The National Treasury has made additional resources available to bolster provincial efforts to tackling malaria in South Africa. This is in line with “Zero Malaria Starts With Me” a continent-wide Campaign which seeks to mobilise resources and recognize global efforts to control malaria and also highlight the need for continued investment and sustained political commitment for malaria prevention and control.

This Campaign is co-led by the African Union Commission and the RBM Partnership to End Malaria, and supported by African leaders to get more people involved in the fight against the disease that kills over 400,000 Africans every year. Implementation research is ongoing to determining where the sources of local transmission and innovative approaches to tackling malaria mosquito control. Coupled with this, there is transmission blocking drugs that are being rolled out to prevent onward transmission from persons to mosquitoes.
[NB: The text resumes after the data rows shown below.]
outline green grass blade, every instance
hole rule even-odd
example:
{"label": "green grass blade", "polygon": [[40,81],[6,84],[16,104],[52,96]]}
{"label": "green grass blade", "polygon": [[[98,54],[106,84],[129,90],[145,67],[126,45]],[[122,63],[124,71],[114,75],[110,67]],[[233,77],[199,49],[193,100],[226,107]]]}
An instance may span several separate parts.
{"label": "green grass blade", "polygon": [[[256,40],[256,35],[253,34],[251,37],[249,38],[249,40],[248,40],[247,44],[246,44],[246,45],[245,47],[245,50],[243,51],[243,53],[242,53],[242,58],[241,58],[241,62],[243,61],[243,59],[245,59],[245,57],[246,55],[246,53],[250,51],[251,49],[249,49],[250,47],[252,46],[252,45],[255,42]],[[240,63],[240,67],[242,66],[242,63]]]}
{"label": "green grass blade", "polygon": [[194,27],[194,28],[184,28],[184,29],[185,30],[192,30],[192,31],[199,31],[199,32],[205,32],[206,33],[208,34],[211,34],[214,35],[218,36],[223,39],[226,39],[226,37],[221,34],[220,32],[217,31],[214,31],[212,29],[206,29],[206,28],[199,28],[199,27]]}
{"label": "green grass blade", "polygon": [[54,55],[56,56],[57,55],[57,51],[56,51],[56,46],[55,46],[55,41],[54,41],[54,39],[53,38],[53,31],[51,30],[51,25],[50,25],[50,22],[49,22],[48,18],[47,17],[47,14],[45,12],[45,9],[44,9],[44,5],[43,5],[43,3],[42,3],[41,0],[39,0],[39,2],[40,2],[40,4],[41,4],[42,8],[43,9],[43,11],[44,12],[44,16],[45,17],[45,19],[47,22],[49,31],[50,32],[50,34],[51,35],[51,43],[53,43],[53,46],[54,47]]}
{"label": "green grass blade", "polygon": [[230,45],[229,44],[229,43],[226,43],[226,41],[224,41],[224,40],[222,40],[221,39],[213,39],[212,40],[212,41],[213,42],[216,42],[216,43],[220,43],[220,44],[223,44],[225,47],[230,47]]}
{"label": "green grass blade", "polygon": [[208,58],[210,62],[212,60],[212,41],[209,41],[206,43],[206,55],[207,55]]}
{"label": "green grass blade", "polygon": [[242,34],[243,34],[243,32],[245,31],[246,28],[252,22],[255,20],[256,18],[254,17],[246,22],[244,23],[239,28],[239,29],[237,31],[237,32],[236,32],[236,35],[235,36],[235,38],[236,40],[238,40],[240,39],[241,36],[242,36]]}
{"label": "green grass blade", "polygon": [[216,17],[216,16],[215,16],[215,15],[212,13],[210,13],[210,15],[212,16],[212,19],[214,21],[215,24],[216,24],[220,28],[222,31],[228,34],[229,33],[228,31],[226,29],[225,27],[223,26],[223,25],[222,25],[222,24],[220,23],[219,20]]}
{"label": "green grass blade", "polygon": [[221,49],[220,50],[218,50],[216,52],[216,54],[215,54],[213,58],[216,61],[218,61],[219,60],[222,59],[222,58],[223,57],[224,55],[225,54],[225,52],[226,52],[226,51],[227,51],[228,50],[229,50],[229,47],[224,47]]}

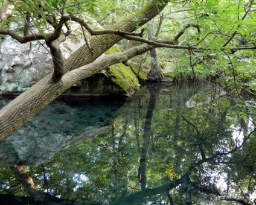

The other key intervention is educating communities at risk and travellers South Africa has set a target of finding at least 160 000 undiagnosed patients in each financial year on improving prevention and treatment seeking behaviours.

Malaria is a life-threatening disease caused by parasites that are transmitted to people through the bites of infected Anopheles mosquitoes, which generally bite at night. Malaria is preventable, treatable and curable. Everyone in malarious areas is at risk of contracting malaria, but there are some higher risk groups including, children under five years of age, pregnant women, people with compromised immune systems, travellers from non-endemic areas and immigrant workers.

If not diagnosed and treated within 24 hours, malaria can progress to severe illness and death. Travellers from non-endemic areas to malaria endemic areas and countries are vulnerable to the disease and need to take preventative measures. Malaria symptoms appear within 10-15 days after the infective mosquito bite.

The symptoms include, fever, headache, chills and vomiting. Early malaria diagnosis and treatment reduces disease severity and prevents deaths. If persons suspect that they have malaria, they should immediately consult their health care provider to be tested and treated. Individuals are therefore advised to take personal protection methods when visiting malaria endemic areas within and outside South Africa.


Dr Yogan Pillay is the Deputy Director General for Communinicable and Non-Communicable Diseases, Prevention, Treatment and Rehabilitation at the National Health Department.